BANGALORE, INDIA: Video conferencing is certainly not a new application to enterprise communications users. Room to room video conferencing has grown from its introduction at the World's Fair in 1964 to a widely deployed enterprise application around the globe. Video conferencing as a general business application however, while promising to become mainstream during the last 50 years, has remained a special purpose application and a niche market.

Video conferencing' inherent benefits, such as facilitating in-depth interaction levels and reducing travel expenses have often been offset by a number of technology and operational issues. Expanded bandwidth and special networking requirements have limited its integration with the enterprise's overall communication network and made it an overlay application that required special attention and administration.
Today, a number of changes have occurred that are stimulating an increased interest in video conferencing as a mainstream business application. The first change has been the growing deployment within businesses of IP Telephony based upon converging voice and data networks into a single integrated and robust network with enough bandwidth to accommodate video applications.
By creating a networking layer that can easily incorporate video streams into its transport mechanisms, the move to IP networks has broken down one of the technical barriers to broader deployment of video conferencing.
A second change enabled by IP Telephony is the ability to set up sessions that can carry multiple media streams while using telephony and windows based interfaces to achieve click-to-dial video conferencing setups between parties on the conference. Multi-party conferences can also be set up using video bridge technologies in a similar fashion.
A final factor that is facilitating a leap in the ease of use for video conferencing is the incorporation of SIP enabled presence within soft phone applications. This technology allows users at their desktops trying to set up a video conference to know if the person they are connecting to has the ability to enable a video call from their end.
Video conferencing can be easily added to a voice call by simply activating the video application on each end of the existing call.

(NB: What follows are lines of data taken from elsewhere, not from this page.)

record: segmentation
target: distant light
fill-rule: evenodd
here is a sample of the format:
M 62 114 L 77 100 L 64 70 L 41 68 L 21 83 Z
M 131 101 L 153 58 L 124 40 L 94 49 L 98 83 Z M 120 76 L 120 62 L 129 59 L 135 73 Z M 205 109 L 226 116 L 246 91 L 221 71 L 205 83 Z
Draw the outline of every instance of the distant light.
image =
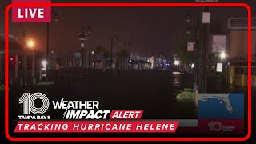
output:
M 30 49 L 33 49 L 34 46 L 34 42 L 33 40 L 29 40 L 27 42 L 27 46 L 30 48 Z
M 182 73 L 181 72 L 178 72 L 178 71 L 174 71 L 173 72 L 173 74 L 175 74 L 175 75 L 177 75 L 177 74 L 181 74 Z
M 42 67 L 46 67 L 46 65 L 47 65 L 47 61 L 46 60 L 43 60 L 43 61 L 42 61 Z
M 180 62 L 179 61 L 174 61 L 174 65 L 179 65 Z
M 226 54 L 225 51 L 222 51 L 219 56 L 220 56 L 221 59 L 224 59 L 226 57 Z
M 191 68 L 194 68 L 194 63 L 192 63 L 192 65 L 191 65 Z

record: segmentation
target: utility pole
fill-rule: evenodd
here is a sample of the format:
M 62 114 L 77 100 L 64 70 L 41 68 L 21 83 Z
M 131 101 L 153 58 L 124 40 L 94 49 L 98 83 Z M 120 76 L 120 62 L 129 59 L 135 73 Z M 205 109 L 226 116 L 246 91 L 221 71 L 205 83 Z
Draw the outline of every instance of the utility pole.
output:
M 210 15 L 209 15 L 210 8 L 208 6 L 203 7 L 202 14 L 202 47 L 201 47 L 201 93 L 206 92 L 206 56 L 207 54 L 208 40 L 209 40 L 209 23 Z M 210 17 L 210 18 L 209 18 Z
M 113 65 L 113 38 L 111 38 L 111 70 L 112 70 L 112 65 Z
M 78 34 L 78 38 L 81 41 L 81 62 L 82 62 L 82 68 L 83 69 L 85 67 L 85 62 L 84 62 L 84 49 L 85 49 L 85 42 L 88 40 L 87 36 L 89 35 L 90 32 L 90 27 L 86 26 L 82 28 L 82 32 L 81 34 Z M 89 66 L 89 53 L 88 50 L 86 50 L 86 68 Z

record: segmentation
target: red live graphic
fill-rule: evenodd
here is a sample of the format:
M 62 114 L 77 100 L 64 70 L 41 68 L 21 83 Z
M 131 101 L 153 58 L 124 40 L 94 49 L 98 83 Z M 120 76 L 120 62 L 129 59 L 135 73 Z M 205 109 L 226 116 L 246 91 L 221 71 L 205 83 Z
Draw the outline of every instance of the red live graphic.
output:
M 12 0 L 13 3 L 50 3 L 50 0 Z M 50 22 L 50 6 L 14 6 L 13 22 Z
M 112 110 L 110 119 L 140 119 L 143 110 Z
M 174 133 L 174 121 L 19 121 L 15 133 Z

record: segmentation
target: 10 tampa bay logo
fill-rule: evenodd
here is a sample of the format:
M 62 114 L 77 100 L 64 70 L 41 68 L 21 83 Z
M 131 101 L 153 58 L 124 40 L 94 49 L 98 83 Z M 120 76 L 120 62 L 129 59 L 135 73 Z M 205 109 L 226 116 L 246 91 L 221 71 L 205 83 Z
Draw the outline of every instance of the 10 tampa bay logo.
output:
M 39 100 L 42 102 L 41 106 L 35 106 L 35 101 Z M 49 108 L 49 99 L 42 93 L 23 93 L 18 98 L 18 103 L 22 106 L 23 115 L 18 115 L 19 119 L 50 119 L 49 115 L 45 114 Z

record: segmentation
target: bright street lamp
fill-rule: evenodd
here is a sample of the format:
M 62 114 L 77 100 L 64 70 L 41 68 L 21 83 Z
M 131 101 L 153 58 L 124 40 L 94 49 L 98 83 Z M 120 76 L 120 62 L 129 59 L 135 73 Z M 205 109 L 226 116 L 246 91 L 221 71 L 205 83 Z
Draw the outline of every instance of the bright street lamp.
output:
M 176 66 L 178 66 L 180 64 L 180 62 L 179 61 L 174 61 L 174 65 L 176 65 Z
M 27 42 L 27 47 L 30 49 L 33 49 L 34 46 L 34 42 L 33 40 L 29 40 Z
M 42 67 L 46 67 L 46 65 L 47 65 L 47 61 L 46 61 L 46 60 L 42 61 Z
M 222 51 L 220 54 L 219 57 L 221 58 L 221 59 L 224 59 L 226 58 L 226 54 L 225 53 L 225 51 Z

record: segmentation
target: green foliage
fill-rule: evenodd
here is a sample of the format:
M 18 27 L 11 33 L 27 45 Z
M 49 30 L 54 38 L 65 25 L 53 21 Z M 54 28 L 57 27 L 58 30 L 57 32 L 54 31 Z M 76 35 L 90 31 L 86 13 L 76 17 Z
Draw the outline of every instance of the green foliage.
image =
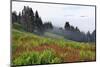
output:
M 95 52 L 93 51 L 80 51 L 81 61 L 95 60 Z
M 58 45 L 62 49 L 63 47 L 72 49 L 72 52 L 66 51 L 64 53 L 61 53 L 62 55 L 64 55 L 64 57 L 68 56 L 67 58 L 70 58 L 69 55 L 74 56 L 73 52 L 78 49 L 80 56 L 80 60 L 78 61 L 95 60 L 94 43 L 75 42 L 71 40 L 65 40 L 63 38 L 48 38 L 14 28 L 12 29 L 12 52 L 14 57 L 12 60 L 13 64 L 27 65 L 63 62 L 64 58 L 61 56 L 61 54 L 58 57 L 58 55 L 52 50 L 45 49 L 41 52 L 26 50 L 34 46 L 42 45 Z M 25 48 L 24 51 L 16 51 L 17 48 L 23 47 Z
M 25 52 L 13 60 L 14 65 L 60 63 L 61 60 L 51 50 Z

The migration to IP Telephony along with the incorporation of standards based interfaces to other applications promises to open the door to a rapid expansion of video conferencing. Ironically, video conferencing is being discovered as a "new" IP enabled productivity application.
In addition, the extension of business telephony features to video endpoint devices makes video calling as natural as voice calling, while providing enterprise class call handling capabilities and scalability. For example, users now can have the ability to setup a call coverage path for a video call in the same way and with the same capabilities as a voice call.
If somebody calls on a video endpoint and the called party is not at their desk, a coverage path would direct the call to voicemail or a coverage assistant. The system can recognize whether the receiving endpoint (i.e. voicemail system or coverage assistant) has video capabilities and if not, the call would fall back to a voice only call. Easy call set up and coverage features had not been available for video until now.